Hello I am new to the Forum and this is my first post.

I have been trying to start a project looking at the methylation patterns of CpG islands in promoters. I have been trying to use Qiagen's Epitect Bisulfite kit to do the conversions. I have two sets of primers (from MethPrimer), one for the genomic and one for the BS converted for use in PCR and hopefully sequencing. The genomic set work fine on the unmodified DNA. After the BS treatment however the primers specific for the bisulfite modified DNA are not working. I just get a big smear. The BS primers are simply the converson of the genomic primers so I do not uderstand why they are not working.

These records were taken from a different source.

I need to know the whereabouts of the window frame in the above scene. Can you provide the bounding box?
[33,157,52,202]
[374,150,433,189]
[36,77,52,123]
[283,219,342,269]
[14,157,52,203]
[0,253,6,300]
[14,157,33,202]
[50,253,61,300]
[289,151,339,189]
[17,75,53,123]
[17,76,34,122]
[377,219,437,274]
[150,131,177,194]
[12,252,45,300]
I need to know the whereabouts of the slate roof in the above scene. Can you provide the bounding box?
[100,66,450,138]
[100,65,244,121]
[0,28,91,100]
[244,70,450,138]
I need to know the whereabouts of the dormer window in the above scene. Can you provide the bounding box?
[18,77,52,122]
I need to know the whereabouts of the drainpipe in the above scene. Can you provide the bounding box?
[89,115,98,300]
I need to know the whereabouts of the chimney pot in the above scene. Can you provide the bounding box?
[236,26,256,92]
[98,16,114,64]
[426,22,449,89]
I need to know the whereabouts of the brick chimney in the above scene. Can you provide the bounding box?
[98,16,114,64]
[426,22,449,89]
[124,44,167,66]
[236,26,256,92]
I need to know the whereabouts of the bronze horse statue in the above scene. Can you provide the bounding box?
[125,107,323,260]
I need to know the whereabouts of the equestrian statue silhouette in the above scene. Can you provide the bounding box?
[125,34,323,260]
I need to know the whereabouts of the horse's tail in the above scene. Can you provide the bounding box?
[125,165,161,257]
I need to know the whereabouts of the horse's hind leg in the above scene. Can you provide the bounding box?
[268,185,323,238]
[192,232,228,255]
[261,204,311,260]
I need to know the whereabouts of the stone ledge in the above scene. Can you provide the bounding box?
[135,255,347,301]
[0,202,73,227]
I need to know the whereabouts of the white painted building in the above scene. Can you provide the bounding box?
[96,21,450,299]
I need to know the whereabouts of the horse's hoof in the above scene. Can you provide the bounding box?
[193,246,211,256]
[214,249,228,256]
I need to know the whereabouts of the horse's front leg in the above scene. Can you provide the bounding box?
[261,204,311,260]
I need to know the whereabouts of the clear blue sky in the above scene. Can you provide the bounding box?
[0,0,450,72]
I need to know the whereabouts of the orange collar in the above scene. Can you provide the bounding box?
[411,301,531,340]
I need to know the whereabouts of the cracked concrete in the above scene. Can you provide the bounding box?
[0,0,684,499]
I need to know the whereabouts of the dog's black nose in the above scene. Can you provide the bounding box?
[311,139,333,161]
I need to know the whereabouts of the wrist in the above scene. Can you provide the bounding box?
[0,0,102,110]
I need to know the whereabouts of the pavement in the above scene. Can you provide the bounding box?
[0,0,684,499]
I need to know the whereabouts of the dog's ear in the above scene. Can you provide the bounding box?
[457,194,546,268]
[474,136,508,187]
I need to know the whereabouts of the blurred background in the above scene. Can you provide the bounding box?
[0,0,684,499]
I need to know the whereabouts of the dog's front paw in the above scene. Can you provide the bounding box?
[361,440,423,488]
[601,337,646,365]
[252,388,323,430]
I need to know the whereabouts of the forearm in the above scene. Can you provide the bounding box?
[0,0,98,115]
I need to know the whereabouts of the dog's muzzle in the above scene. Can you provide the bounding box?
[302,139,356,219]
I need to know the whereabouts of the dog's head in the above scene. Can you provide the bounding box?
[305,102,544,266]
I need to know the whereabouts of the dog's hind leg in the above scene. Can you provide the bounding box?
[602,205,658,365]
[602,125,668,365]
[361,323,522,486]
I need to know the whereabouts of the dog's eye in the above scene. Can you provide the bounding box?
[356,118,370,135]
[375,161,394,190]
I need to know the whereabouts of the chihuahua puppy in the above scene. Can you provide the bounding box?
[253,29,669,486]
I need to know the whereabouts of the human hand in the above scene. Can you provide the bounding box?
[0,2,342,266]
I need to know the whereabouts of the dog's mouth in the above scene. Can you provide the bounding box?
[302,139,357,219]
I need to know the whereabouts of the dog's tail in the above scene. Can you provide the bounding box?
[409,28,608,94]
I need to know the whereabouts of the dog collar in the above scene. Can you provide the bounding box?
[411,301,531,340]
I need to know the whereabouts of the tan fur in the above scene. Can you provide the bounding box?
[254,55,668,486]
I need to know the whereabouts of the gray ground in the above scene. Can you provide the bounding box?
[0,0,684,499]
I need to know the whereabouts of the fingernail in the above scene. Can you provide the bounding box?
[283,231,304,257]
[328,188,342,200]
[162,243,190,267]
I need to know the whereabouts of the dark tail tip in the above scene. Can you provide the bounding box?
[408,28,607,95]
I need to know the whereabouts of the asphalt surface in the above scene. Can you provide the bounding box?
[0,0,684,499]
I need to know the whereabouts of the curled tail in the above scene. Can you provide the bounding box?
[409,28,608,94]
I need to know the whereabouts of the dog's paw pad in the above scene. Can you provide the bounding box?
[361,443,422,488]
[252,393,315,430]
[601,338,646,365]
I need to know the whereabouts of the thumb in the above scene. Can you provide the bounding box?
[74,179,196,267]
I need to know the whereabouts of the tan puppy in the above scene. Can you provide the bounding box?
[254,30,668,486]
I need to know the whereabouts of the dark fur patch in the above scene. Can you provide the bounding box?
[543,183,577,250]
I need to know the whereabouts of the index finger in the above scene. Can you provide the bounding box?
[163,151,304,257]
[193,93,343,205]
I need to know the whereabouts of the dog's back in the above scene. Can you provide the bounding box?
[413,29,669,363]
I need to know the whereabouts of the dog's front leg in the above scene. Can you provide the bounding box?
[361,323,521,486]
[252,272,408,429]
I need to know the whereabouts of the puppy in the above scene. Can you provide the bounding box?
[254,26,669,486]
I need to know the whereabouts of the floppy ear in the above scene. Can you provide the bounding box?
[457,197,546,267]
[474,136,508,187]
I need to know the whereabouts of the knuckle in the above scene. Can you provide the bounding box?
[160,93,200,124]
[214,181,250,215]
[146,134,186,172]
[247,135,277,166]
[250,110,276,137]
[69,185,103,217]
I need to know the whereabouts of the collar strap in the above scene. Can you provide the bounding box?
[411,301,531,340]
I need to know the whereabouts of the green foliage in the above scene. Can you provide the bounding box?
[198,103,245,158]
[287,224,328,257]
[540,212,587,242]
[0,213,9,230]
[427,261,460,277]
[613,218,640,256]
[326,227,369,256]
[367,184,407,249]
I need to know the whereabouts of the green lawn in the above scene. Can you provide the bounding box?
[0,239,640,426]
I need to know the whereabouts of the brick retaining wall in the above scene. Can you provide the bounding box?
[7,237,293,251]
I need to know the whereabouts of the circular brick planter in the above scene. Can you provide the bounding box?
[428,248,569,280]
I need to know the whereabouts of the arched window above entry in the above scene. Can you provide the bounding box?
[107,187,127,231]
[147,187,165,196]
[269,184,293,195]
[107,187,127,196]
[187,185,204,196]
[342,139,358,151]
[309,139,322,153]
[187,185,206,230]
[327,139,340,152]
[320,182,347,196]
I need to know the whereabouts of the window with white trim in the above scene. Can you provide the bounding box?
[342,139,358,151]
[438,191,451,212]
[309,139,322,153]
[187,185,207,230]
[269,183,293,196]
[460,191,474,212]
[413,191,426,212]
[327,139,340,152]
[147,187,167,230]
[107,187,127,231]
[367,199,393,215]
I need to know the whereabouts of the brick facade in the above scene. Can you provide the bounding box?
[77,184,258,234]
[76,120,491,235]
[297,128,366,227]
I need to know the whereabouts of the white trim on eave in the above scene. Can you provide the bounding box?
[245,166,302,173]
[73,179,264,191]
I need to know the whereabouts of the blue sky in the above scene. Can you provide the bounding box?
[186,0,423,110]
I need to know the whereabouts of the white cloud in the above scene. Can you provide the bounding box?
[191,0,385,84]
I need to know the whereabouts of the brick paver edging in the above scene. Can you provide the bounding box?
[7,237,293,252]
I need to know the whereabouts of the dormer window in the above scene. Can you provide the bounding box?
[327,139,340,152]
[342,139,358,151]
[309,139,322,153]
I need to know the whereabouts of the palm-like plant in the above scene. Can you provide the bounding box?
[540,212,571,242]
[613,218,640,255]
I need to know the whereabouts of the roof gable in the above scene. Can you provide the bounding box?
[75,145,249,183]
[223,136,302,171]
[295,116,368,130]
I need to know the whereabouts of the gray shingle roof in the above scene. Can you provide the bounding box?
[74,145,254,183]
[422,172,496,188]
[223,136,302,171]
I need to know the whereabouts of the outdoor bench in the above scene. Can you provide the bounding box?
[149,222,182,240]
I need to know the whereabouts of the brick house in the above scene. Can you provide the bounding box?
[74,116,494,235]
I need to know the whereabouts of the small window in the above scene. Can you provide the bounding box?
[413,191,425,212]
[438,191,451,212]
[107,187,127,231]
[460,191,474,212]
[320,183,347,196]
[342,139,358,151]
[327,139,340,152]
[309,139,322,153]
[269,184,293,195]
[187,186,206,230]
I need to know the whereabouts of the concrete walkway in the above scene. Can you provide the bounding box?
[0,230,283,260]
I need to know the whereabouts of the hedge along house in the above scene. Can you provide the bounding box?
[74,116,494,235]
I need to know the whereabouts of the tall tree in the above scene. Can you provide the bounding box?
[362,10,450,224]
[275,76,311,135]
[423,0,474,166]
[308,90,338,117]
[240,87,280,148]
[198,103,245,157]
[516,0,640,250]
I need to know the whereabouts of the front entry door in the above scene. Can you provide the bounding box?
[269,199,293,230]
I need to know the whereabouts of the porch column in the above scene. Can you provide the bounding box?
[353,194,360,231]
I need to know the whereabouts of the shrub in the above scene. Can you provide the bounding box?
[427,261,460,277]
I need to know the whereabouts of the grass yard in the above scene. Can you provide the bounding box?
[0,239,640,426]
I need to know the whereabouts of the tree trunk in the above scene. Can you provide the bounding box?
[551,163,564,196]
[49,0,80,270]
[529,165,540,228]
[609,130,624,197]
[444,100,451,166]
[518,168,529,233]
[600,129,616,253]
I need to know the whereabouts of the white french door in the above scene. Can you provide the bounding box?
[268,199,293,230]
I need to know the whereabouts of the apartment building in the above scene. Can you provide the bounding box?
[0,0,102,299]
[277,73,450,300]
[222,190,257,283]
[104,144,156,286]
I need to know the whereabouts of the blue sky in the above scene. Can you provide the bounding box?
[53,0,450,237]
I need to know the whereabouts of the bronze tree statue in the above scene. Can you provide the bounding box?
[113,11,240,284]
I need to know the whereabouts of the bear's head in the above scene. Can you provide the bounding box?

Has anyone used this kit before?

Any suggestions for the PCR?

Any help would be appreciated. Thank you.



Try lowering the extension (not annealing) temperature to 63 C instead of 68 or 72 C.


can we have a look at your bisulfite primers?

methprimer doesn't pick very efficient ones.

Phage434, if PCRgal is getting smears with her BSP wouldn't lowering the temperature enhance the smears markedly?



Not necessarily. The full length product might well be robustly inhibited, while some poorly amplifying side products would eventually be amplified. A PCR reaction which is run a sufficient number of cycles will usually amplify something.


I am looking at the promotor region of the Survivn gene. I took my primers from Meth primer here they are

Survivin Genomic
Forward 5’ tggtcttgaactccaggactcaagtg 3’

Reverse 5’ cctccaagaagggccagttcttga 3’

Survivin Bisulfite Modified
Forward 5’ tggttttgaattttaggatttaagtg 3’

Reverse 3’ cctccaaaaaaaaccaattcttaa 3’

Any thoughts


Your primers will be more specific if you have one or two converted bases at the 3' end. That's not to say there is anything inherently wrong with the ones you're using. The conversion is correct.

What are your BSP conditions and how much DNA are you loading? Have you tried a gradiant PCR to see if you obtain a more specific band? BSP often consists of a hemi-nested or fully nested PCR approach consisting of 30+30 cycles to increase specificity. I gather you're using only the one set of primers.